Отсюда можно заключить, что пустившие корни в опыте собственного роста обретут нужное знание, потому нет на­добности их учить; да и вредно, ибо знание не должно от­рываться от опыта. С теми же, у кого нет корня, бесполезно делиться знанием роста, ибо они неспособны к росту, а обо­лочка из культурных символов, охраняющая потенцию про­растания, агрессивно защищается от приглашения к смерти. «Ежели семя не умрёт, то не принесет плода в новой жизни…», – но это оно потом узнает. Теперь же его поверхность покрыта антителами, защищающими от мудрости прорастания через умирание. Поэтому знание бесполезно в общении – на нём не построишь правильного поступка».

«Знание – моё достояние: пусть принадлежит мне; а действие нужно оста­вить Сыну Плотника».

От этой мысли Илье стало как-то просторнее внутри са­мого себя. Он ощутил удовлетворённое успокоение от своего возвращения в ту самую гавань, из которой, многие годы назад, неосторожно отплыл в бушующее море, в погоне за честью и славой.

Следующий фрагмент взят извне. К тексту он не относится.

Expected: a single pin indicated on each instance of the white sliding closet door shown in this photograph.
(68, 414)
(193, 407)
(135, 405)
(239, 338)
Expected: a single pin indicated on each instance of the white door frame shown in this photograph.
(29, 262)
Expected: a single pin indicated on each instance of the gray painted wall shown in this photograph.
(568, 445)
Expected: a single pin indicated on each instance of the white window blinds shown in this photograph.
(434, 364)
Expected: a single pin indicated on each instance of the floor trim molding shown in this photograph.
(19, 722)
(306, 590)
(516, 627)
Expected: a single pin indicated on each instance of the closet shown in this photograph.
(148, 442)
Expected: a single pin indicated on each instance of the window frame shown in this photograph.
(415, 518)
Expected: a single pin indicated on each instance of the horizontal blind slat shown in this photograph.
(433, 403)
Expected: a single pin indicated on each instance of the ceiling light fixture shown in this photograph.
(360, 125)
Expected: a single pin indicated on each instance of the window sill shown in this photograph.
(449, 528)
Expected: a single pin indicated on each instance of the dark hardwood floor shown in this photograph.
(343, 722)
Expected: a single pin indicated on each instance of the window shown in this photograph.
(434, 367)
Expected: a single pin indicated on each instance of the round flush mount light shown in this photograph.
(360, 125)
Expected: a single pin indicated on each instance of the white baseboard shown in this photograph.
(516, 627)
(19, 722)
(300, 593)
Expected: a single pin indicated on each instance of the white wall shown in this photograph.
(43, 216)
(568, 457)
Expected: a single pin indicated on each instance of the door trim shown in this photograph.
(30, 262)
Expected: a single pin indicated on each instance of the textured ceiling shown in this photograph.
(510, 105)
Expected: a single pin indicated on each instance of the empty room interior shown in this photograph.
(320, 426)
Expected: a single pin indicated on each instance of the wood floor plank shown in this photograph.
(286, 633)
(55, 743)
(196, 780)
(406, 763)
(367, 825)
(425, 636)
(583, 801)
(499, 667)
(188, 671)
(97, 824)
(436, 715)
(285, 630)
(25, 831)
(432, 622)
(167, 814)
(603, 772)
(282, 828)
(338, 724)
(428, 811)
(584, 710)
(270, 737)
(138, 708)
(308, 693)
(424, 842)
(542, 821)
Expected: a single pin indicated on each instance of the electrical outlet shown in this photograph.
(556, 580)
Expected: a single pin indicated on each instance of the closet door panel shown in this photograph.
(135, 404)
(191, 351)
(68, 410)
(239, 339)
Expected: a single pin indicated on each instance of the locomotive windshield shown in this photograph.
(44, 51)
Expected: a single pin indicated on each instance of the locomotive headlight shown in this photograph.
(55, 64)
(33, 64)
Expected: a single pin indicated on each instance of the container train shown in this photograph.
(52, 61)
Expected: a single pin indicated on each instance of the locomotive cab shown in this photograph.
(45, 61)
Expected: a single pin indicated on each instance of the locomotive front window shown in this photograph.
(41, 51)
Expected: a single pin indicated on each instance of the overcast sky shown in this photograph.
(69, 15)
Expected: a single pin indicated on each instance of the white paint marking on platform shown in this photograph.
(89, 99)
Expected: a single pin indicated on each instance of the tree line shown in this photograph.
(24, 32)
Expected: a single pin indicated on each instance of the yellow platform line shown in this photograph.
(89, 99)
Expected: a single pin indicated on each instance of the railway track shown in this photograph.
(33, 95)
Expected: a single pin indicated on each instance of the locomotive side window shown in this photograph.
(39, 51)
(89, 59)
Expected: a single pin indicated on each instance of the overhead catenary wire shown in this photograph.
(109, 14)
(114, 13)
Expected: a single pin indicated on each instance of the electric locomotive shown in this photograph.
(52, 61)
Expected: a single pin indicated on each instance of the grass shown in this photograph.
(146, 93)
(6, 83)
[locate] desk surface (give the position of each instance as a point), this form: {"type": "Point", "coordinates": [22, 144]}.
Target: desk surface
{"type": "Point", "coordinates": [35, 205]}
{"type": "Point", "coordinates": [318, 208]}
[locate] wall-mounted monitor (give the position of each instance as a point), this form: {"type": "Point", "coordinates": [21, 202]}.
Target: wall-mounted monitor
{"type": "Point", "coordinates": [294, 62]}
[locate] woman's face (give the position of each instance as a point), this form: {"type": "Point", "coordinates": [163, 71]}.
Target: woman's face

Илья вспомнил себя тогдашнего, опустошённого и отча­явшегося, уступившего какому-то надуманному давлению мира. Вспомнил свою тоску и вырвавшийся неволею крик: «Ах, если бы полюбить кого-нибудь!»

Могу заверить читателя, что это не поэтическая метафора или гипербола: такой возглас действительно прозвучал, и я слышал его собственными ушами, и это – всего лишь через год после женитьбы на любимой девушке!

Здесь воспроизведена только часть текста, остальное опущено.